April 2, 2007 1:05 PM | Reply | Permalink
unfortunately, there are self-styled centrists who have a very high regard for themselves, and not so much else to offer the discussion, who make a point of using some of the smear and brand tactics that Bush and DLC have used for years, to avoid the substantial discussion that the Iraq catastrophe requires. As recently as 2005, I think the washington Post was editorializing with all the pomposity and gravitas that the "center/neocon" nexus can muster to pontificate that while "some may describe the Iraq war as a debacle" they do not see it that way. The "center" seems to define "success" as the reification of their own thought as warped as that may be and as catastrophic as the consequences may be. were it not for the dead and wounded, the hopes smashed, the future tarnished, we could have a new production of the theater of the absurd.

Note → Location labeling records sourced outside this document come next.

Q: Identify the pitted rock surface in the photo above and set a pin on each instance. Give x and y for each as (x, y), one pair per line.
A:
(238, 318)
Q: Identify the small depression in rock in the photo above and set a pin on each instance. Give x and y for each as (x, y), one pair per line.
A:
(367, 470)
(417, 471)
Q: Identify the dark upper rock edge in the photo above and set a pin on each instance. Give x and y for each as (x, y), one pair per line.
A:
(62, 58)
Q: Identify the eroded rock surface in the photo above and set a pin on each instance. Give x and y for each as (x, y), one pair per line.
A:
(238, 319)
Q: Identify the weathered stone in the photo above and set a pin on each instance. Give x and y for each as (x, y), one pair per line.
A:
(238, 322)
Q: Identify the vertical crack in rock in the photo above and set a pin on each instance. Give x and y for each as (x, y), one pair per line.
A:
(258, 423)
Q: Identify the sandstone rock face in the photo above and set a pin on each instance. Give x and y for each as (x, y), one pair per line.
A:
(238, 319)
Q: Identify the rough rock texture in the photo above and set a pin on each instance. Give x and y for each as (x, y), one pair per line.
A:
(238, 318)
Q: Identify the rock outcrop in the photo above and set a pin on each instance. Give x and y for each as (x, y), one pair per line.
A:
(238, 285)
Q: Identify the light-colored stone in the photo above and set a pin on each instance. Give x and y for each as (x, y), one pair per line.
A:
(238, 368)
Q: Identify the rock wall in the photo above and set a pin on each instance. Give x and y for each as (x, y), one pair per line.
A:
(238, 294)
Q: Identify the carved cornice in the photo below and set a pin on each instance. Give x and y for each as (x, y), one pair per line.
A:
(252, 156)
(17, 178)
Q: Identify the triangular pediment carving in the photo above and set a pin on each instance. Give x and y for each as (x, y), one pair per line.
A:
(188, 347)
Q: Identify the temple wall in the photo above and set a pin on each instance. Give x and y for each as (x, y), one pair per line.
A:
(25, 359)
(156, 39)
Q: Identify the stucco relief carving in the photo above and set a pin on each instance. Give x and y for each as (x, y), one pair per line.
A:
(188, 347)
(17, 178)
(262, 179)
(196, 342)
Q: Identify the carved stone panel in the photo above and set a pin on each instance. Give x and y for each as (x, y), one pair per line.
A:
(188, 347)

April 2, 2007 1:07 PM | Reply | Permalink
After all that has happened there is no way American personnel can be effective with any Iraqis except, I would agree, the Kurds.
Tom
April 2, 2007 2:43 PM | Reply | Permalink
Let's examine Mr. Ford's comment;
Former Rep. Harold E. Ford Jr., the new chairman of the Democratic Leadership Council (DLC), yesterday said he does not agree with efforts by Congress to set a deadline for U.S. military withdrawal from Iraq.

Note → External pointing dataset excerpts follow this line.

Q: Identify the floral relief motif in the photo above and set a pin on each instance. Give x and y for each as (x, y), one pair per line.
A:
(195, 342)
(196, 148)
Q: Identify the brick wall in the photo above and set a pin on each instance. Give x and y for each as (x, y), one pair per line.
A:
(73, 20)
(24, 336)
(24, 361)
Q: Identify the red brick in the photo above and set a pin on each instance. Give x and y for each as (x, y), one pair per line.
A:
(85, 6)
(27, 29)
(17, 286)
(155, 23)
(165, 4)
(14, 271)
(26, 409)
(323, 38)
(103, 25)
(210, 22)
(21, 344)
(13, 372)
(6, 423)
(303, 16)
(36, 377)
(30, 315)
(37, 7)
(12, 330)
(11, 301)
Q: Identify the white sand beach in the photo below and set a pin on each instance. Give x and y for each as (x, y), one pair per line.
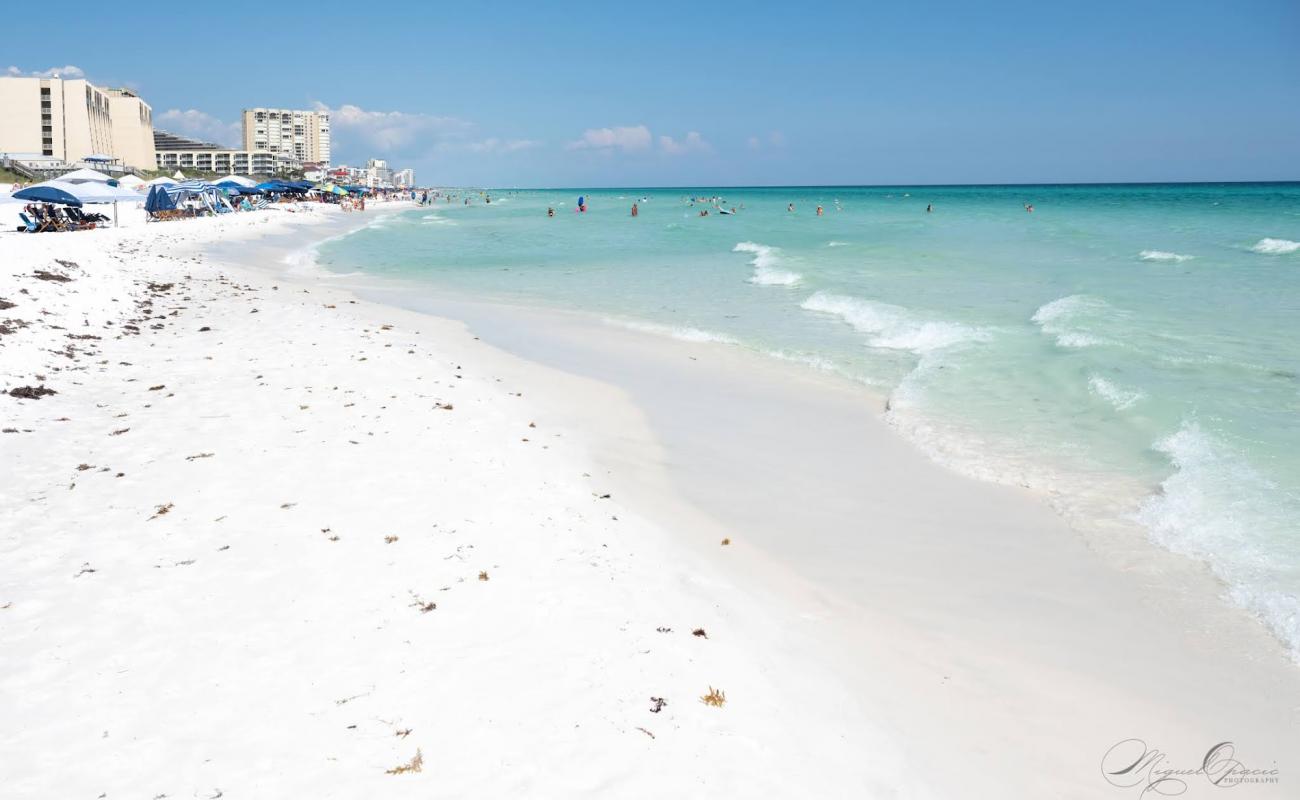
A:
(274, 533)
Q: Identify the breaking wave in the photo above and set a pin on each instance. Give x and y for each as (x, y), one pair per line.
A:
(1161, 255)
(765, 262)
(1218, 509)
(893, 327)
(1275, 246)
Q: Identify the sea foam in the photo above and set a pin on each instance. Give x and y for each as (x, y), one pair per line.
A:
(893, 327)
(685, 333)
(1218, 509)
(1114, 394)
(1067, 319)
(765, 262)
(1161, 255)
(1275, 246)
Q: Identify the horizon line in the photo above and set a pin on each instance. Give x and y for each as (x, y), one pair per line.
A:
(589, 187)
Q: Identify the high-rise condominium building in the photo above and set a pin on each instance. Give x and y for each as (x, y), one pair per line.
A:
(303, 135)
(73, 119)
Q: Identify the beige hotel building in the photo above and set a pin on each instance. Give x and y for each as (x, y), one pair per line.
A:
(302, 135)
(73, 119)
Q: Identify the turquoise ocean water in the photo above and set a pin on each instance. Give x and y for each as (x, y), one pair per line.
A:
(1132, 350)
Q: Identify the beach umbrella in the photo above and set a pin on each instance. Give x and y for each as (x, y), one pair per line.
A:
(234, 178)
(43, 193)
(46, 193)
(94, 193)
(159, 199)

"I think most Americans want to win, they don't want to see us leave early, and if we leave prematurely, we may create a broader set of conflicts and invite a bigger problem in that region than before leaving," Mr. Ford said.
But, win what, "the war on terror"? Is Mr. Ford endorsing the Bush false claim that Bush went into Iraq to fight terror? Or did Bush go into Iraq to gain control of Iraq's oil and thereby the Middle-East as well?

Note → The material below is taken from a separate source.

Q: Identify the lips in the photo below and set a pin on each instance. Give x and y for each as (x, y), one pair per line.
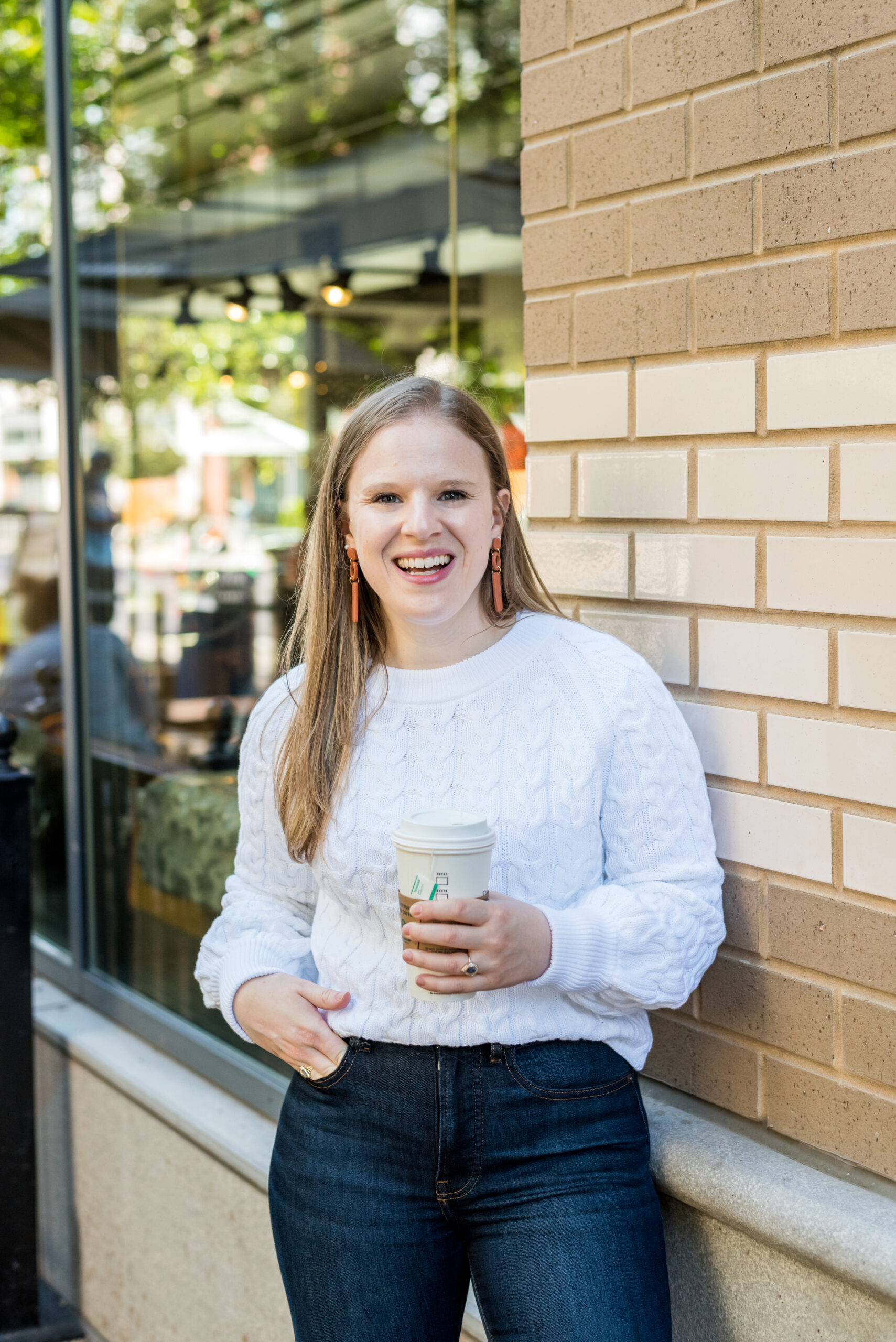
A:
(423, 569)
(429, 561)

There was less terror against the U.S. from Iraq under Saddam!
Is Mr. Ford so clueless to believe that this war against the U.S. in Iraq can actually be "won"?
This is politics as usual, nothing more. And if it's the Democrats plan to stay in Iraq, we might as well stay with (Heaven forbid!) the Republicans.
You don't have to be a blind conservative not to see it, just an ignorant one to deny it.
April 2, 2007 2:57 PM | Reply | Permalink
Round here he's known as Harold the Ho. His campaign slogan was "A New Generation of Liebership." We're so sick of him and his family, we could spit.
Memphis, TN
April 2, 2007 3:13 PM | Reply | Permalink
Thought I'd supply a link to Harold's campaign poster.
April 2, 2007 3:18 PM | Reply | Permalink
If this is the thread to suggest future invitees, here are some of my suggestions:
1. Bill McKibben (has new book out "Deep Economy")
2. James Kunstler (also has new writings out)
3. Herman Daly (started the ecological economics movement 40 years ago)
4. Bob Costanza (worked with Daly, now heads ecology institute)
5. Bob Altemeyer (psychologist who has worked on defining the right wing authoritarian personality type, his new book is online and free: The Authoritarians)
The first four all deal with the hot potato that none of our politicians will touch (including Gore), the finiteness of the planet's resources and the need to consume at a sustainable rate. Altemeyer deals with why the neo-cons have been successful in seizing power and gaining so many unquestioning followers.
What we don't need is more pols spinning variations on the current talking points - even liberal ones.
--- Policies not Politics
Daily Landscape
April 2, 2007 3:21 PM | Reply | Permalink
Lamar Alexander (R-TN) is up for reelection in 2008. Methinks the former Congressman is positioning himself for a run at that seat.